In [1]:
import os
import time
import numpy as np
import gym
from collections import OrderedDict
import pickle
import torch
import torch.nn.functional as F
import matplotlib.pyplot as plt

%load_ext tensorboard
%matplotlib notebook

In [2]:
###########################
# placeholder for parameter
###########################

logdir = "./logs/demo4"

params = {
    "expert_policy_file": "cs285/policies/experts/Humanoid.pkl",
    "expert_data": "cs285/expert_data/expert_data_Humanoid-v2.pkl",
    "env_name": "Humanoid-v2",
    "exp_name": "test_bc_humanoid",
    "do_dagger": False,
    "num_agent_train_steps_per_iter": 1000,
    "n_iter": 1,
    "batch_size": 1000,
    "eval_batch_size": 5000,
    "train_batch_size":100,
    "n_layers": 2,
    "size": 64,
    "learning_rate": 5e-3,
    "video_log_freq": 5,
    "scalar_log_freq": 1,
    "use_gpu": True,
    "which_gpu":0,
    "max_replay_buffer_size":1000000,
    "seed":1,
    "logdir":logdir
}

agent_params = {
            'n_layers': params['n_layers'],
            'size': params['size'],
            'learning_rate': params['learning_rate'],
            'max_replay_buffer_size': params['max_replay_buffer_size'],
            }

params['agent_params'] = agent_params

# params for saving rollout videos to tensorboard
MAX_NVIDEO = 2
MAX_VIDEO_LEN = 40

log_video = True
log_metric = True

In [3]:
# Make the gym environment
seed = params['seed']
env = gym.make(params['env_name'])
env.seed(seed)

# Maximum length for episodes
params['ep_len'] = env.spec.max_episode_steps

# Is this env continuous, or self.discrete?
discrete = isinstance(env.action_space, gym.spaces.Discrete)
params['agent_params']['discrete'] = discrete

# Observation and action sizes
ob_dim = env.observation_space.shape[0]
ac_dim = env.action_space.n if discrete else env.action_space.shape[0]
params['agent_params']['ac_dim'] = ac_dim
params['agent_params']['ob_dim'] = ob_dim

fps = env.env.metadata['video.frames_per_second']

In [4]:
env.reset()
env.step(1)[0].shape

(376,)

In [4]:
##Perhaps a deque is better
##This function organise replay buffer for SARS

class ReplayBuffer(object):

    def __init__(self, max_size=1000000):

        self.max_size = max_size

        # store each rollout
        self.paths = []

        # store (concatenated) component arrays from each rollout
        self.obs = None
        self.acs = None
        self.rews = None
        self.next_obs = None
        self.terminals = None

    def __len__(self):
        if self.obs:
            return self.obs.shape[0]
        else:
            return 0

    def add_rollouts(self, paths, concat_rew=True):

        # add new rollouts into our list of rollouts
        for path in paths:
            self.paths.append(path)

        # convert new rollouts into their component arrays, and append them onto our arrays
        observations, actions, rewards, next_observations, terminals = self.convert_listofrollouts(paths, concat_rew)
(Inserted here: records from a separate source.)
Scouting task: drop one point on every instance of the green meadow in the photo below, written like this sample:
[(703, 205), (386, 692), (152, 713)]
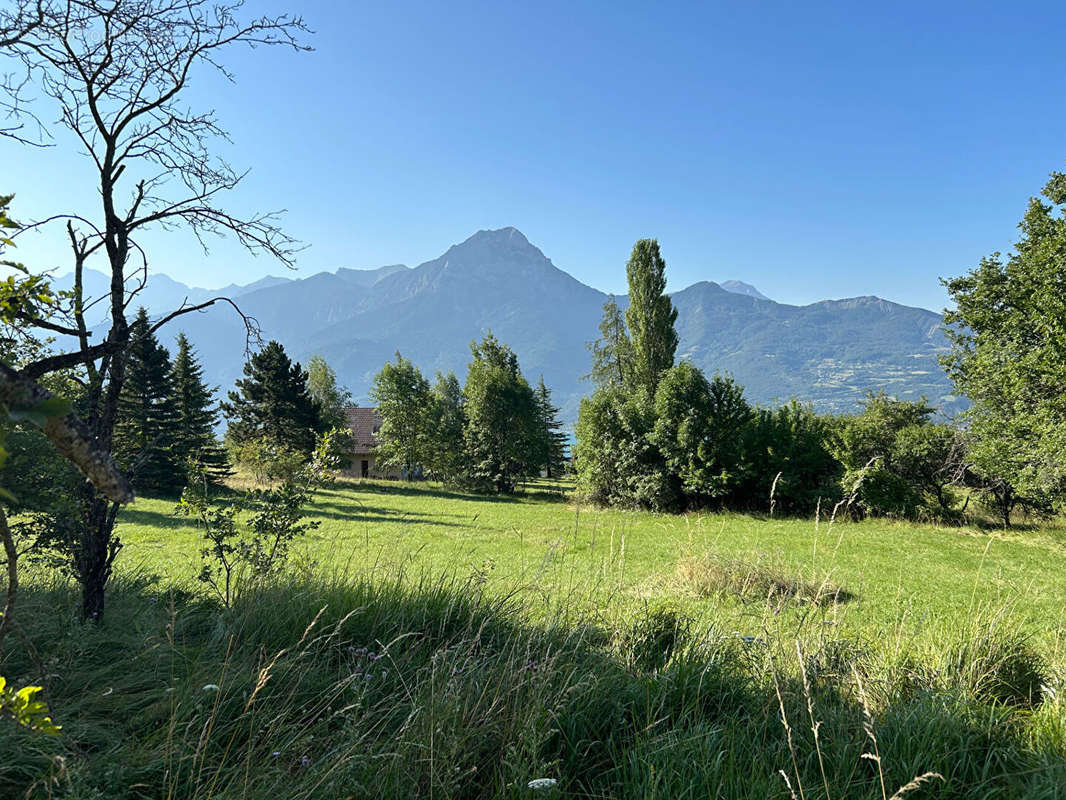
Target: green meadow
[(425, 642), (901, 578)]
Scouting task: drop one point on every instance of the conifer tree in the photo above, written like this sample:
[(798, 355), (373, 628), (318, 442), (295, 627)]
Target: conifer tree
[(612, 352), (273, 402), (445, 454), (650, 315), (552, 445), (145, 429), (402, 396), (196, 416), (333, 399), (501, 428)]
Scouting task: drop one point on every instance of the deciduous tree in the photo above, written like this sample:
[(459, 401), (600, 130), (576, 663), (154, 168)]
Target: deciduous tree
[(115, 73), (402, 396), (501, 429), (1007, 333)]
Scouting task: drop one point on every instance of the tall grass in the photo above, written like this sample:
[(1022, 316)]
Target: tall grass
[(399, 686)]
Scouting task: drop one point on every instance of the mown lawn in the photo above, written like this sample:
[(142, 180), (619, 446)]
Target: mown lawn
[(904, 579)]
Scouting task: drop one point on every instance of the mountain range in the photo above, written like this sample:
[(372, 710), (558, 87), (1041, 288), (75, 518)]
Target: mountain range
[(828, 353)]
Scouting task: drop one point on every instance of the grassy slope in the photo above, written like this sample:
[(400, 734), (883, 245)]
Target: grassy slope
[(473, 697), (907, 579)]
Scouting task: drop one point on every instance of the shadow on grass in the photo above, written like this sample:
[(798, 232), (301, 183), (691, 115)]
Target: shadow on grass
[(370, 675), (133, 515)]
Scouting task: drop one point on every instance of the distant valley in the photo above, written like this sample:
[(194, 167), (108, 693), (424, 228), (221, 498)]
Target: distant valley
[(828, 353)]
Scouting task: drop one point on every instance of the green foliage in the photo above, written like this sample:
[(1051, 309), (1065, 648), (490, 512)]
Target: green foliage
[(25, 297), (402, 396), (445, 459), (612, 352), (617, 462), (274, 518), (501, 435), (790, 467), (273, 401), (196, 416), (551, 442), (699, 429), (264, 458), (332, 398), (1008, 335), (20, 705), (650, 316), (895, 460), (147, 421)]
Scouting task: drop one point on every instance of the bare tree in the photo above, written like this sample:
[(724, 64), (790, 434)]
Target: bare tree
[(115, 70)]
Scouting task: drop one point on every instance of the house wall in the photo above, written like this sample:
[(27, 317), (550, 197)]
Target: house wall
[(373, 472)]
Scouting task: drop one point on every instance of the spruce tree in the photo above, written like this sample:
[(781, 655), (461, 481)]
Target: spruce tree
[(650, 315), (446, 458), (501, 429), (552, 438), (402, 396), (196, 416), (612, 352), (146, 421), (332, 398), (273, 402)]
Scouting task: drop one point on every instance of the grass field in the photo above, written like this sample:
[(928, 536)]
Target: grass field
[(903, 578), (430, 643)]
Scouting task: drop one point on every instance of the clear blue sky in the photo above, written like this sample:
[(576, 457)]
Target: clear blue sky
[(813, 149)]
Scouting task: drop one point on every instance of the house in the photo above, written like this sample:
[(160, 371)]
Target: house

        if self.obs is None:
            self.obs = observations[-self.max_size:]
            self.acs = actions[-self.max_size:]
            self.rews = rewards[-self.max_size:]
            self.next_obs = next_observations[-self.max_size:]
            self.terminals = terminals[-self.max_size:]
        else:
            self.obs = np.concatenate([self.obs, observations])[-self.max_size:]
            self.acs = np.concatenate([self.acs, actions])[-self.max_size:]
            if concat_rew:
                self.rews = np.concatenate([self.rews, rewards])[-self.max_size:]
            else:
                if isinstance(rewards, list):
                    self.rews += rewards
                else:
                    self.rews.append(rewards)
                self.rews = self.rews[-self.max_size:]
            self.next_obs = np.concatenate([self.next_obs, next_observations])[-self.max_size:]
            self.terminals = np.concatenate([self.terminals, terminals])[-self.max_size:]
            
    def convert_listofrollouts(self, paths, concat_rew=True):
        """
            Take a list of rollout dictionaries
            and return separate arrays,
            where each array is a concatenation of that array from across the rollouts
        """
        observations = np.concatenate([path["observation"] for path in paths])
        actions = np.concatenate([path["action"] for path in paths])
        if concat_rew:
            rewards = np.concatenate([path["reward"] for path in paths])
        else:
            rewards = [path["reward"] for path in paths]
        next_observations = np.concatenate([path["next_observation"] for path in paths])
        terminals = np.concatenate([path["terminal"] for path in paths])
        return observations, actions, rewards, next_observations, terminals

    ########################################
    ########################################

    def sample_random_data(self, batch_size):
        assert self.obs.shape[0] == self.acs.shape[0] == self.rews.shape[0] == self.next_obs.shape[0] == self.terminals.shape[0]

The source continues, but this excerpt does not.